McBride does seem to sing the praises of domesticity with a great degree of fondness, perceiving the household challenges as opportunities to showcase a unique skillset that women bring to the table. That this provides a foundation, and women know how to lean into these challenges such that a new normal becomes a better normal. One that is going to leverage not just technical hard skills but seeks and rewards this flexible agile lets-get-this-job-done, let’s get dinner served approach that women use to manage the work front, home front and relationships on both fronts.
It is not an easy time to be a woman in tech. However, it is certainly not as dire as it was 10, 20 years back. It would also be safe to say a swathe of women are presently unlikely to think of their domestic skills as transferable, or that they can go as far as being able to name them as a soft skill.
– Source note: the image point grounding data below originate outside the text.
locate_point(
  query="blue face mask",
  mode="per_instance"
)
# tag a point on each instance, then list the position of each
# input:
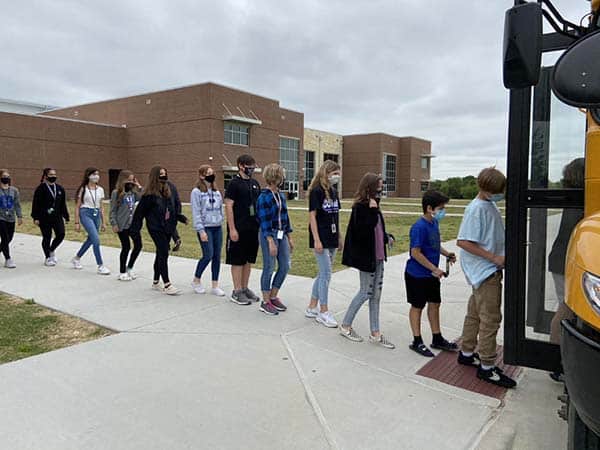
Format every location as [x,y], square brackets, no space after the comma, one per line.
[440,214]
[496,198]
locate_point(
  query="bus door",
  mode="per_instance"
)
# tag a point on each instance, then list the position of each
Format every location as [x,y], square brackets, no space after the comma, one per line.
[544,202]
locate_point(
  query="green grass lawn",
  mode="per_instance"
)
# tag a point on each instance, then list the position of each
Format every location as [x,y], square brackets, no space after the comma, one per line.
[303,261]
[27,329]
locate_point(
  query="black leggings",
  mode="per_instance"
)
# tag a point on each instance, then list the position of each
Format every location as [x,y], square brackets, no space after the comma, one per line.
[161,241]
[7,231]
[124,237]
[59,235]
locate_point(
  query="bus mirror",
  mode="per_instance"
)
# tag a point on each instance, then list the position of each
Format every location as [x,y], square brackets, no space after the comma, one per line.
[576,75]
[522,46]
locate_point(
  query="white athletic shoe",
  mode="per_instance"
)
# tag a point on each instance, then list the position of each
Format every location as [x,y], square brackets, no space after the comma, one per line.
[103,270]
[171,290]
[198,288]
[311,313]
[327,319]
[218,292]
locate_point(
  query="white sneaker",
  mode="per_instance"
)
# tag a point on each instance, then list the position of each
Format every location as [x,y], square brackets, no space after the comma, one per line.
[218,292]
[327,319]
[103,270]
[311,313]
[171,290]
[49,262]
[198,288]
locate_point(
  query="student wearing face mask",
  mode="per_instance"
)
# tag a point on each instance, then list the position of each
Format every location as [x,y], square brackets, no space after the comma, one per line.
[10,212]
[481,240]
[207,217]
[159,208]
[324,237]
[89,212]
[365,250]
[422,275]
[242,229]
[49,212]
[123,201]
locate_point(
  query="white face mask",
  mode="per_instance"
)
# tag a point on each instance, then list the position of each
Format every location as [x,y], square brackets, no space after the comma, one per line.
[334,179]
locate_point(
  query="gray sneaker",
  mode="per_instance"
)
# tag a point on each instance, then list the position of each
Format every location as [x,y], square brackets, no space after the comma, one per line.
[240,298]
[251,295]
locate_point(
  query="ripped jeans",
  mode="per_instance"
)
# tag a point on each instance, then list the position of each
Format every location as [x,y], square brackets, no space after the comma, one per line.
[371,285]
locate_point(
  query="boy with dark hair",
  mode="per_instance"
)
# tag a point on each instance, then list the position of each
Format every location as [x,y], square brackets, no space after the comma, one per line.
[481,239]
[242,228]
[422,275]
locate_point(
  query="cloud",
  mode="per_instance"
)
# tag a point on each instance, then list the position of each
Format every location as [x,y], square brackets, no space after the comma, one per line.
[430,68]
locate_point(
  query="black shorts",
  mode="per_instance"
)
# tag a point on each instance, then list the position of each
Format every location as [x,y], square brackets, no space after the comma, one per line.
[243,251]
[420,291]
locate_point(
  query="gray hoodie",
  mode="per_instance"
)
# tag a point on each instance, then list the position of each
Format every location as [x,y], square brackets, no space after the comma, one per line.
[121,211]
[10,205]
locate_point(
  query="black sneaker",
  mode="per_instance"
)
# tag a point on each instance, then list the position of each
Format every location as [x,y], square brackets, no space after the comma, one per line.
[445,346]
[177,246]
[472,360]
[495,376]
[421,349]
[240,298]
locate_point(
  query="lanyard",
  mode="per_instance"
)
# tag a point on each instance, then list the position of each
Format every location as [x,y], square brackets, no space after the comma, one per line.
[95,195]
[278,202]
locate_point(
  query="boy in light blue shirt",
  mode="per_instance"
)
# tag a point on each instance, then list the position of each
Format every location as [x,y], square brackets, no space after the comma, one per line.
[481,239]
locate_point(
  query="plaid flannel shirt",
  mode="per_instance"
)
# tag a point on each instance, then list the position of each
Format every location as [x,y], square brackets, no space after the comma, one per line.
[267,212]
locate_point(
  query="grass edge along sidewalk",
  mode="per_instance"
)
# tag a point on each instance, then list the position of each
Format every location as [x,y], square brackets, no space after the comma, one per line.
[28,329]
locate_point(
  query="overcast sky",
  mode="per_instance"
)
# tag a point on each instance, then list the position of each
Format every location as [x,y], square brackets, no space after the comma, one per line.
[426,68]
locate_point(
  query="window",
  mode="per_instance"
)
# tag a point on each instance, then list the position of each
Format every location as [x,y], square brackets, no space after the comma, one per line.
[331,156]
[389,173]
[309,167]
[288,158]
[236,134]
[227,177]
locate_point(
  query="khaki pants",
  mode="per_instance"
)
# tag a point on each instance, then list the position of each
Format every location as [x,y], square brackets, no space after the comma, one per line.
[483,318]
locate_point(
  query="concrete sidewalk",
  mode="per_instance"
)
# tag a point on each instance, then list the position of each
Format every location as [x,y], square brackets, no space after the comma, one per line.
[197,371]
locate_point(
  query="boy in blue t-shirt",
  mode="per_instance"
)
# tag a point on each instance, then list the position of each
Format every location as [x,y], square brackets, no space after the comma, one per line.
[423,275]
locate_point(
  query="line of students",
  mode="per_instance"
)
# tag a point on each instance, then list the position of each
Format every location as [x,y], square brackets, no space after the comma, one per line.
[259,218]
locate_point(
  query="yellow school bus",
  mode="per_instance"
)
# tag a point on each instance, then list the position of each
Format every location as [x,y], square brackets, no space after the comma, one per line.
[554,121]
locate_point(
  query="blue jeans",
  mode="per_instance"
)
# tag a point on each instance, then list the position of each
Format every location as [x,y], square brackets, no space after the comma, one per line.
[371,285]
[267,281]
[91,224]
[321,283]
[211,251]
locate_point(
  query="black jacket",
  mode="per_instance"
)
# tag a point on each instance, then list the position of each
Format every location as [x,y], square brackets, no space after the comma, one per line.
[359,246]
[47,209]
[154,209]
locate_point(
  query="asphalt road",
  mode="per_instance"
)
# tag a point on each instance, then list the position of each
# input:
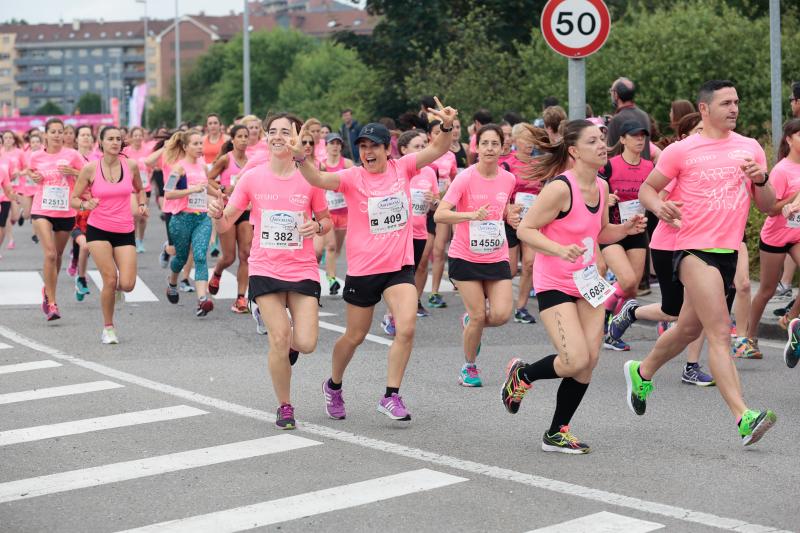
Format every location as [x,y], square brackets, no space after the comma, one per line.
[181,430]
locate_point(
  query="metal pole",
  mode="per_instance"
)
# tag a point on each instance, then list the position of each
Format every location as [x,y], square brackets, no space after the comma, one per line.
[775,72]
[577,88]
[177,67]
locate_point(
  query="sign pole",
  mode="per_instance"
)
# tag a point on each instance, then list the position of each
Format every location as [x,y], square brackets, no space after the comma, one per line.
[577,88]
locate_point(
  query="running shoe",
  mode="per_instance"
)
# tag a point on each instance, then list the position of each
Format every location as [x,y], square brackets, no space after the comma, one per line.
[213,283]
[618,345]
[334,403]
[747,348]
[172,293]
[514,387]
[284,419]
[204,306]
[388,325]
[620,323]
[522,316]
[394,408]
[185,286]
[421,311]
[435,300]
[694,375]
[109,336]
[470,376]
[638,389]
[240,305]
[791,352]
[563,442]
[52,312]
[754,424]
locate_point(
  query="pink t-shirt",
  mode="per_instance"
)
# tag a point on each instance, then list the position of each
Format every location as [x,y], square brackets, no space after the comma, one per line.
[379,229]
[113,212]
[279,204]
[785,179]
[714,189]
[480,241]
[54,191]
[424,181]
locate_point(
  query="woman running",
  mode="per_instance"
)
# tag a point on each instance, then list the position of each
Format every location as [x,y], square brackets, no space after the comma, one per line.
[479,252]
[380,252]
[189,225]
[110,227]
[283,268]
[564,225]
[227,170]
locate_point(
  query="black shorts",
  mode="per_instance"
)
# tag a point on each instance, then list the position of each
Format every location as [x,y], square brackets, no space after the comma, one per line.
[725,263]
[631,242]
[419,247]
[5,209]
[261,285]
[764,247]
[462,270]
[366,291]
[244,217]
[552,298]
[58,223]
[511,236]
[115,239]
[671,292]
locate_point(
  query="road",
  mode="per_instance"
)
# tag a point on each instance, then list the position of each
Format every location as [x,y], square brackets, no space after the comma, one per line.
[176,424]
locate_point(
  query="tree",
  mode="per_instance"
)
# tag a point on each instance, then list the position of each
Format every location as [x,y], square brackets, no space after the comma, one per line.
[88,104]
[49,108]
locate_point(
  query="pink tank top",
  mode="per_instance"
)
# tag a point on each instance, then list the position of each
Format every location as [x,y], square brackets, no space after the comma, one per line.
[113,212]
[581,226]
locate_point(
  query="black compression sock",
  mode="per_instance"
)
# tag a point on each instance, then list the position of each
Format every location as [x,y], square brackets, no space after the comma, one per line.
[544,368]
[568,398]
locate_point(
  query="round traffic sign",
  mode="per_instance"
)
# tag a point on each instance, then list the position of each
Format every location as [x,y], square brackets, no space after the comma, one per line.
[575,28]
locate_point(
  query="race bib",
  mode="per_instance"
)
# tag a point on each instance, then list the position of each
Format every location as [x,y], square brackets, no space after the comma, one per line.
[418,204]
[280,229]
[486,236]
[629,209]
[387,214]
[592,286]
[335,200]
[55,198]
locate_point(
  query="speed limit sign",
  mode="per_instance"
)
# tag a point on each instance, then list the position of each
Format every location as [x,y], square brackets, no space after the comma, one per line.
[575,28]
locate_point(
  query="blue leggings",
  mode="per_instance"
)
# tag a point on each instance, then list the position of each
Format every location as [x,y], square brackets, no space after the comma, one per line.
[190,230]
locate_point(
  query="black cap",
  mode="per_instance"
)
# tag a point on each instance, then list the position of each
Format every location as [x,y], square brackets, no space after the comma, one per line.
[375,132]
[632,126]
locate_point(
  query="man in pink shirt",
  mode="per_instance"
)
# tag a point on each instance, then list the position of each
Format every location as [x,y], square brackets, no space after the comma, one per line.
[716,172]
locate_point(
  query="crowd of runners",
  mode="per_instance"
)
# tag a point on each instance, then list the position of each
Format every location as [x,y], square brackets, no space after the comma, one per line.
[585,212]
If, as a woman reading this you can capture your domesticity as a skillset, more power to you. Keep in mind though, that skills are best demonstrated, and their use requires witnessing. In fact, it couldn’t hurt to learn more about the Future of Work should you need language for your skillsets.
McBride brings it all in by stating, “Look at these as opportunities to spotlight your strengths. Again, it will not just take tech muscle to succeed. Women need to also flex their agile muscle. This way, the many innovations you have continued to innovate over the last nine months will continue to multiply over the next 90 days. You are each a wonder, and innovator.”